2. Treatment of foot hyperkeratosis:

  • Elimination of excess pressure on the foot;
  • Selection of comfortable shoes;
  • Regular removal of rough skin yourself using scrubs, files, grinding with a machine, special blades, or in a pedicure room;
  • For patients with diabetes mellitus, the use of sharp objects: scissors, blades is contraindicated for treating feet, due to reduced skin sensitivity and a high risk of injury. You can use files, scrubs, softeners, pumice and scrapers yourself.
  • The best option would be to visit a podiatrist (who deals exclusively with the treatment of feet) at the “Diabetic Foot” office for hygienic treatment of the feet;
  • External treatment with urea preparations: a concentration of 2-10% gives a good moisturizing effect, a concentration of 40% has a pronounced keratolytic and antifungal effect (used in the complex treatment of mycoses). Foretal-plus cream effectively removes rough skin on the heels due to the combination of urea at a concentration of 25% with phospholipids, which makes it effective both for softening stratum corneum and for moisturizing the skin.
  • - use of antimycotic drugs orally: introconazole, terbinafine; removal of the affected part of the nail (Mikospor set); local application of medicinal varnishes Lotseril, Batrafen, ointments and creams Lamisil, Exoderil, etc.

3. Treatment of seborrheic hyperkeratosis consists of carrying out various types of coagulations:

  • Laser;
  • Cryo;
  • Chemical;
  • Electrocoagulation.

4. Treatment of cervical hyperkeratosis:

  • Elimination of the inflammatory process, depending on the type of pathogen, the following are used: antibiotics, antiviral, antifungal, antichlamydial and other drugs;
  • Laser coagulation is a painless and most effective method that is recommended to be preferred;
  • Cryotherapy is also a painless and very effective method, but it has the disadvantage of a fairly frequent return of the pathological process in patients with disrupted cycles;
  • The effectiveness of 74% is the use of solkovagin, which has a local chemical effect.

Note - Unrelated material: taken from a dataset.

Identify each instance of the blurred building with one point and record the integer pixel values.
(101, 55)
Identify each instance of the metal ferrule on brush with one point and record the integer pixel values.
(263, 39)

The treatment is painless and completely destroys the focus of hyperkeratosis;
  • Surgical treatment is performed for pronounced changes in the cervix.

Widely used, diathermocoagulation is currently considered a possible but undesirable method with many negative consequences.

It is necessary to refrain from using products that stimulate cell growth: rosehip oil, aloe ointments, sea buckthorn oil. The use of these drugs can provoke increased cell division and growth and lead to cervical dysplasia.